Betty has three degrees and has been working for her current employer for almost 10 years. Albert only has one degree and has been working for the same employer for three years. Betty recently became aware that Albert is earning almost double her salary. Despite the fact that they are in the same position with the same work functions. Betty feels that she is being discriminated against for being a female. She is of the opinion that she must get the same salary as someone who is doing the same work as she is and was wondering how the law can protect her.
The Employment Equity Act (“EEA”) protects employees against discrimination in the workplace through promoting equal opportunities and fair treatment of employees. This means that an employer may not unfairly discriminate against an employee on certain grounds, for example, gender, sexual orientation and pregnancy. This is in line with the right to equality that is protected by the Constitution.
If two or more employees are working for the same employer and perform the same type of work or work of equal value, the EEA provides that their employment contracts may not discriminate on any of the abovementioned grounds. Seeing as an employee’s salary forms part of his/her employment contract, employees should be earning an equal salary for equal work done, regardless of their gender.
However, it may not always be that simple and there are instances where different salaries are fair. If a female employee is of the opinion that she is earning less than an equally positioned male employee purely because she is a female, the employer must prove that the discrimination did not take place or that the discrimination is fair.

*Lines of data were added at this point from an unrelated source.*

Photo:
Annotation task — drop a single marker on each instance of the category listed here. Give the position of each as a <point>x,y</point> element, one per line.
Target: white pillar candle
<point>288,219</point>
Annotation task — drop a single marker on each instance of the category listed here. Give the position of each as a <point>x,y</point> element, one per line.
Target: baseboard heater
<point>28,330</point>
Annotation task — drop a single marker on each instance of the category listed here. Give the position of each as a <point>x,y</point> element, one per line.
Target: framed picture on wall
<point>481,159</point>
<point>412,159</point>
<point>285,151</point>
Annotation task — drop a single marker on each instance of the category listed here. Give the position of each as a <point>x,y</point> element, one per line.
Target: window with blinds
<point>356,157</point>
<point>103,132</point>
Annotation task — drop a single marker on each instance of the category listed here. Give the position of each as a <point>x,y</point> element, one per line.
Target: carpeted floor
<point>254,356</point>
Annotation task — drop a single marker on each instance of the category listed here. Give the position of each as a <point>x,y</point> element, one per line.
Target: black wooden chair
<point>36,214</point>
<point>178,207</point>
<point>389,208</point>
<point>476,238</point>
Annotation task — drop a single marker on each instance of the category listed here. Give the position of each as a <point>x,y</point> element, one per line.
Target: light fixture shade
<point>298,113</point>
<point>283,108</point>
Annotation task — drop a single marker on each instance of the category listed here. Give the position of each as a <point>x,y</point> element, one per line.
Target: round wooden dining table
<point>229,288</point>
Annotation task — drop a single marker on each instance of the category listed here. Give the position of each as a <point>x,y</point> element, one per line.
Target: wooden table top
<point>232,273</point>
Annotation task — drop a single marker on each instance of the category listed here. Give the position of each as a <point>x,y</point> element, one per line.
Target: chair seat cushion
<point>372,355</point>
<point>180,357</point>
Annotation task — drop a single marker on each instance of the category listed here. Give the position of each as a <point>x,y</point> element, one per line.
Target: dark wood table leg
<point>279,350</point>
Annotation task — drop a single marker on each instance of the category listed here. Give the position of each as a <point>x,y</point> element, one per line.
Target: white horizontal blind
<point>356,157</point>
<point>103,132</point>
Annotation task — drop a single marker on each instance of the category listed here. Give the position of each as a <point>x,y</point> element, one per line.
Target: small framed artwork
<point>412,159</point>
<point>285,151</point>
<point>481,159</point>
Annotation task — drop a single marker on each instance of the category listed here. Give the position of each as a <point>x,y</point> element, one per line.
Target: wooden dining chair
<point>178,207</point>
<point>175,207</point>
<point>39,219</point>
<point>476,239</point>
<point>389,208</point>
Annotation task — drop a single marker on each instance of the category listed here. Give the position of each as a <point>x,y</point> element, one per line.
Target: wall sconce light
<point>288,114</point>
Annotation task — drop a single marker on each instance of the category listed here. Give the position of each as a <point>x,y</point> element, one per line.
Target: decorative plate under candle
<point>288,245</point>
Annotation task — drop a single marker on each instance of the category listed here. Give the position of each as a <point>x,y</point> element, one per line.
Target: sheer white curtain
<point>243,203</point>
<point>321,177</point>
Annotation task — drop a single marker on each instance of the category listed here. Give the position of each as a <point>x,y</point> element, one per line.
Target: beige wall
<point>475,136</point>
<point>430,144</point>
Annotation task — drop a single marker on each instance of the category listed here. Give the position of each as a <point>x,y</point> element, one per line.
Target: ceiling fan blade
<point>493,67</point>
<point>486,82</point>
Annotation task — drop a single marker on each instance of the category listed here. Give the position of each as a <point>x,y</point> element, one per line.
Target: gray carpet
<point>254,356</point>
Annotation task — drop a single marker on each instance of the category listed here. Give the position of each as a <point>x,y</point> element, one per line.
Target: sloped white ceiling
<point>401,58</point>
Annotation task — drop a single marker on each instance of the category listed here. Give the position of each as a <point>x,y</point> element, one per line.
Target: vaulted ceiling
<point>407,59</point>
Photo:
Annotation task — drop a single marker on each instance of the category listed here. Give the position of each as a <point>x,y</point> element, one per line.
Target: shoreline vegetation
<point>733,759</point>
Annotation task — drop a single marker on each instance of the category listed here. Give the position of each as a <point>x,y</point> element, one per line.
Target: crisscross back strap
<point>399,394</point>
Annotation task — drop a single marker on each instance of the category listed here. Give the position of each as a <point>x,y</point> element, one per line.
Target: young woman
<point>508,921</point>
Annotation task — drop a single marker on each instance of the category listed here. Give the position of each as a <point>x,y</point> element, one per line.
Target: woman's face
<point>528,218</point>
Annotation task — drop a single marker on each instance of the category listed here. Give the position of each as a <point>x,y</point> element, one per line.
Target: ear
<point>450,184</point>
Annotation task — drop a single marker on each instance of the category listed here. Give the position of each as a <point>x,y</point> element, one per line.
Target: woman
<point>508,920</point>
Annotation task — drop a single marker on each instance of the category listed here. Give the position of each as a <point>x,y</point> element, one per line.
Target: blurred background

The following are some factors that an employer can raise to justify that it is fair for one employee who is doing the same work as another to earn a different salary
- the length an employee is working at his/her employer;
- seniority of the employee;
- the qualifications of the employee;
- the ability, competence or potential of an employee to work above the minimum requirements for the acceptable performance of his/her work; and/or
- employment that is temporary and only to gain experience or training, such as internships.

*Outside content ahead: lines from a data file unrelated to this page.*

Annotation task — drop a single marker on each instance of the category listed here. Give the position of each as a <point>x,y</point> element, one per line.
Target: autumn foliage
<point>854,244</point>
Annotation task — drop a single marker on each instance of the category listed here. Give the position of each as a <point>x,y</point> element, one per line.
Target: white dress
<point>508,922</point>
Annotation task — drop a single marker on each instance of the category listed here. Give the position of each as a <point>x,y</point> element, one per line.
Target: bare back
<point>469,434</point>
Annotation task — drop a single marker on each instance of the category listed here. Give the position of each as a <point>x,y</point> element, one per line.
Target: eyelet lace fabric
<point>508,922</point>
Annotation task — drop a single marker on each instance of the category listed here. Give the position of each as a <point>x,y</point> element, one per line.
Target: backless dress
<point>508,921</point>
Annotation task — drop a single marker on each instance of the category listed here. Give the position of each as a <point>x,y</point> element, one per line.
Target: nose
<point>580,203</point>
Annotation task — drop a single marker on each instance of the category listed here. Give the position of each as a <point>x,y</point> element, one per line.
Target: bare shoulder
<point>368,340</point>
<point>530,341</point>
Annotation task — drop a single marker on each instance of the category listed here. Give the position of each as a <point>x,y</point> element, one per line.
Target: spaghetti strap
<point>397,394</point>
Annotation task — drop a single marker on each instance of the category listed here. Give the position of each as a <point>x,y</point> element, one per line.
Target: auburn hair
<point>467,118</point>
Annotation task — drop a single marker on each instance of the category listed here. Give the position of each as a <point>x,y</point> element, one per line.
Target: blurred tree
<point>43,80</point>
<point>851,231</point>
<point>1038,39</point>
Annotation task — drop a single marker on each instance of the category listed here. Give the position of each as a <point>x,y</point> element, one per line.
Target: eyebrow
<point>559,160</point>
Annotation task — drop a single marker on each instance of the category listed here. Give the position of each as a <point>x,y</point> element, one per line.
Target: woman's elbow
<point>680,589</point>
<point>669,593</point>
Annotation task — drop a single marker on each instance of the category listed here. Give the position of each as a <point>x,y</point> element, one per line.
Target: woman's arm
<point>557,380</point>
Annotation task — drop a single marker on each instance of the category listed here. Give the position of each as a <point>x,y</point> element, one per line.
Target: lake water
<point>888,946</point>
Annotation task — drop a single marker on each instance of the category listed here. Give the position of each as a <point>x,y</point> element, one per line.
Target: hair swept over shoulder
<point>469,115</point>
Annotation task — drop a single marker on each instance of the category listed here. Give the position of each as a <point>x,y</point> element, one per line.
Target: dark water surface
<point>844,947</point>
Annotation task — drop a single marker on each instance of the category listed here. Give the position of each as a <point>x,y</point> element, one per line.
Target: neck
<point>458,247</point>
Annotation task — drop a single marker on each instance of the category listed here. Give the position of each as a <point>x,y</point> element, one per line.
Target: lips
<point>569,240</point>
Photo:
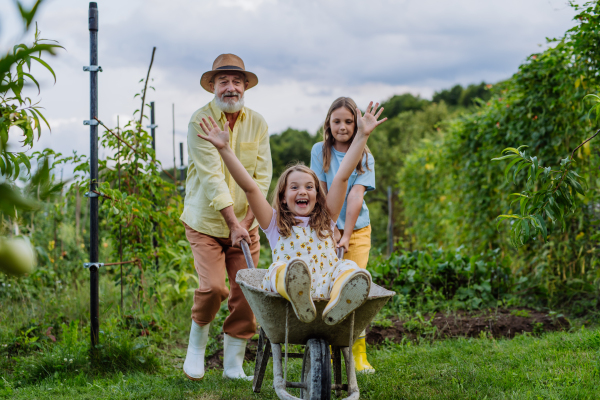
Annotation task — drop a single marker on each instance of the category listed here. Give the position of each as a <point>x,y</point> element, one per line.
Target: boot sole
<point>297,287</point>
<point>192,379</point>
<point>352,295</point>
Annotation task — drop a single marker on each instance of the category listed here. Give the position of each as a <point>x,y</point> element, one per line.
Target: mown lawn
<point>554,366</point>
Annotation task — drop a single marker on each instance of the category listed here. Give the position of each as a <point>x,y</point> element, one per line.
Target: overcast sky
<point>306,53</point>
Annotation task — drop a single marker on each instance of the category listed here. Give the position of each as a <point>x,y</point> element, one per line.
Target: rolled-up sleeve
<point>316,161</point>
<point>208,162</point>
<point>264,164</point>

The EEA provides that a dispute based on not being equally paid for equal work done may be referred to the Commission for Conciliation, Mediation and Arbitration (“CCMA”) within six months. If the dispute has not been resolved through conciliation at the CCMA, the dispute may be referred for arbitration at the CCMA (if all the parties to the dispute give consent) or it can be referred to the Labour Court.
The law generally protects equal pay for equal work, but there are some exceptions to the rule.